Starwood raised its outlook for the year and reported a higher-than-expected quarterly profit.
The company topped Wall Street forecasts in large part because its brands, including Sheraton and St. Regis, outperformed those of rival Marriott International <MAR.N> in the quarter, said FBR Capital Markets analyst Patrick Scholes.
The weakness in some Marriott brands hurt the results reported by Host, a real estate investment trust that owns many Marriott hotels, Scholes said.
Still, Host reported higher funds from operations, a measure of performance that removes the profit-reducing effect of depreciation, a noncash accounting item.
Scholes has a "hold" rating on Starwood shares and recommends that investors buy Marriott.
"The economy is improving. These companies are benefiting from that," he said.
Last week Marriott reported first-quarter earnings that missed Wall Street expectations.
Starwood forecast 2011 earnings of $1.60 to $1.70 per share, up from an earlier forecast of $1.55 to $1.65.
Excluding a charge related to the earthquake in Japan last month, the company posted first-quarter earnings of $58 million, or 30 cents per share, compared with $24 million, or 13 cents per share, a year earlier.
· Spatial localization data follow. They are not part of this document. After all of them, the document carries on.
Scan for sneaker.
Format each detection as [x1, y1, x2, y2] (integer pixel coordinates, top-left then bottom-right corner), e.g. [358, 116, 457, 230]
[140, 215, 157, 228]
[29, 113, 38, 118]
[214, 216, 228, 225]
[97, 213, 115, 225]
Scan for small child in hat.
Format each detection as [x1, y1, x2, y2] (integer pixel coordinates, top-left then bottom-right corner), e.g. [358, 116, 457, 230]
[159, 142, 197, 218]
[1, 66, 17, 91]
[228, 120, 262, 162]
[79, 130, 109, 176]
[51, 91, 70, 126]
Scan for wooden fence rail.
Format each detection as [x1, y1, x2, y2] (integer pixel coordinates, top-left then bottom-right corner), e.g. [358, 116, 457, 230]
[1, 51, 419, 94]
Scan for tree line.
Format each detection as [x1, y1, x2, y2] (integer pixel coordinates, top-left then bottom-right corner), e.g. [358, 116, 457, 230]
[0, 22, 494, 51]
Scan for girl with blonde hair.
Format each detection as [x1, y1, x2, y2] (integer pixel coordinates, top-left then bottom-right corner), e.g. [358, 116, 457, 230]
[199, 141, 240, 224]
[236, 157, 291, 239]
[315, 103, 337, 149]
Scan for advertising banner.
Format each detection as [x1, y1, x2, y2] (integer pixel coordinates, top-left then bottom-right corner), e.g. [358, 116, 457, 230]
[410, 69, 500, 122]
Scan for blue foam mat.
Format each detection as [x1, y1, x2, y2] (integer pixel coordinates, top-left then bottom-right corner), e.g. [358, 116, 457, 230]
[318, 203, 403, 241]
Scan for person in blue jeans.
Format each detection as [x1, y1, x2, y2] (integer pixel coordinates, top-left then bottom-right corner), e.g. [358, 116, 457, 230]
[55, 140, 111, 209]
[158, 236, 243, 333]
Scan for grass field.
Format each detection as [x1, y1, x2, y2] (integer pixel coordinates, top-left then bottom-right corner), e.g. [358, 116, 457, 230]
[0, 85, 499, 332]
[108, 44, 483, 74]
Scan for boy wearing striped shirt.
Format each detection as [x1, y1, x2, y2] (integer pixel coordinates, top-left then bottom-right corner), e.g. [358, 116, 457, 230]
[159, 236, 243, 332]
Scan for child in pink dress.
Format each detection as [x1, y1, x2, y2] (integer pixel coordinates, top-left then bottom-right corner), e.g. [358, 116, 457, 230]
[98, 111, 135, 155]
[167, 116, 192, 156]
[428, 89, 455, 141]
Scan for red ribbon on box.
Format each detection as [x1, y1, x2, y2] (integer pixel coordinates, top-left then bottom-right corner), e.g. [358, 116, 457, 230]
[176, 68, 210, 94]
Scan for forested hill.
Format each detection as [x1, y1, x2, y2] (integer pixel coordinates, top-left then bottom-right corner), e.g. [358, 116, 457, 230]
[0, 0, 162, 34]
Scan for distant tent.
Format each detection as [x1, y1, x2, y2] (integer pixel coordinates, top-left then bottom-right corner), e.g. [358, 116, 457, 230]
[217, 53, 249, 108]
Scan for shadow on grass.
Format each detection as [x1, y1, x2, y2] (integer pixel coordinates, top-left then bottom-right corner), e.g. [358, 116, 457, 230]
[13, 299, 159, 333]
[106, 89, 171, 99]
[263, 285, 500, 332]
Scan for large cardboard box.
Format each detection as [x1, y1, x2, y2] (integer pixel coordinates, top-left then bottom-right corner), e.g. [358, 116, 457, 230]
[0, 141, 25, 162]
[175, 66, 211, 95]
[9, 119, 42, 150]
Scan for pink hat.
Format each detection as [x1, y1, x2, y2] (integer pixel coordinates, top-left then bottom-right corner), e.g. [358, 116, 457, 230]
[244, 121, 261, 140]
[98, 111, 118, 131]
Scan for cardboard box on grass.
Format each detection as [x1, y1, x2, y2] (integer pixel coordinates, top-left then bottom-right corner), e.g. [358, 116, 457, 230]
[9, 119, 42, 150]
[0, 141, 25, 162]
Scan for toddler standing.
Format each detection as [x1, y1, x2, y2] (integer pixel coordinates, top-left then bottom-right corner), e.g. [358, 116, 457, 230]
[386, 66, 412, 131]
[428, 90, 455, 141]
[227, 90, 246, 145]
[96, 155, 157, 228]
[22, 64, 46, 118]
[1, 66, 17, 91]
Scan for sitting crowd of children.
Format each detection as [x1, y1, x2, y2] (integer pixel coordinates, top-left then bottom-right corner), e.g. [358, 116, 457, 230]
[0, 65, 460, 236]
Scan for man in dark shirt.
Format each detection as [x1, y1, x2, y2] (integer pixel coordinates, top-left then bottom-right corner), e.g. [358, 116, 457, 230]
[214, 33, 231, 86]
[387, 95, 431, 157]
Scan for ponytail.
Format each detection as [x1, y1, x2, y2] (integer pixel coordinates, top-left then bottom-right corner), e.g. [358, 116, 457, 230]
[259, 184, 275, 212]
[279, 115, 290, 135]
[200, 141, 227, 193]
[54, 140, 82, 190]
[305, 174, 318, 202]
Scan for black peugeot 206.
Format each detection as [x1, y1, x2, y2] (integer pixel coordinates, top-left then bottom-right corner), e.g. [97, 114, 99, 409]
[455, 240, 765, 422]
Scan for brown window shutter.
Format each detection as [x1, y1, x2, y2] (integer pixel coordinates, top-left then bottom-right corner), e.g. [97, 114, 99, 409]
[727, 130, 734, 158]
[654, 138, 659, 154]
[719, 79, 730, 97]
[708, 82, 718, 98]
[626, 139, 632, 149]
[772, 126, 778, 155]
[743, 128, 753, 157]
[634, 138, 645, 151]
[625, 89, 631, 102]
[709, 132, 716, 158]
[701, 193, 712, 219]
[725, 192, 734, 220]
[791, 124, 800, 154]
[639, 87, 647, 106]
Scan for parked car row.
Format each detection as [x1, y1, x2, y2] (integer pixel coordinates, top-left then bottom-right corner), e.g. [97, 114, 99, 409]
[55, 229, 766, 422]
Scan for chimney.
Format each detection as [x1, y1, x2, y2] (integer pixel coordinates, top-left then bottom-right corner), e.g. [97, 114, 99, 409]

Analysts expected 25 cents per share, according to Thomson Reuters I/B/E/S.
Starwood, the eighth-biggest hotel operator in the world by room count according to Smith Travel Research, said revenue per available room, or revPAR, rose 10.4 percent in the quarter.
A commonly used gauge of a hotel's financial health, revPAR multiples the occupancy rate by the room rate.
At Host, revPAR increased 7 percent, while FFO rose to 11 cents per share from 8 cents a year earlier.
Although the U.S. economic recovery remains sluggish, lodging has bounced back faster than many industries and asset classes due to hoteliers' ability to adjust its room rates nightly as travel demand rises.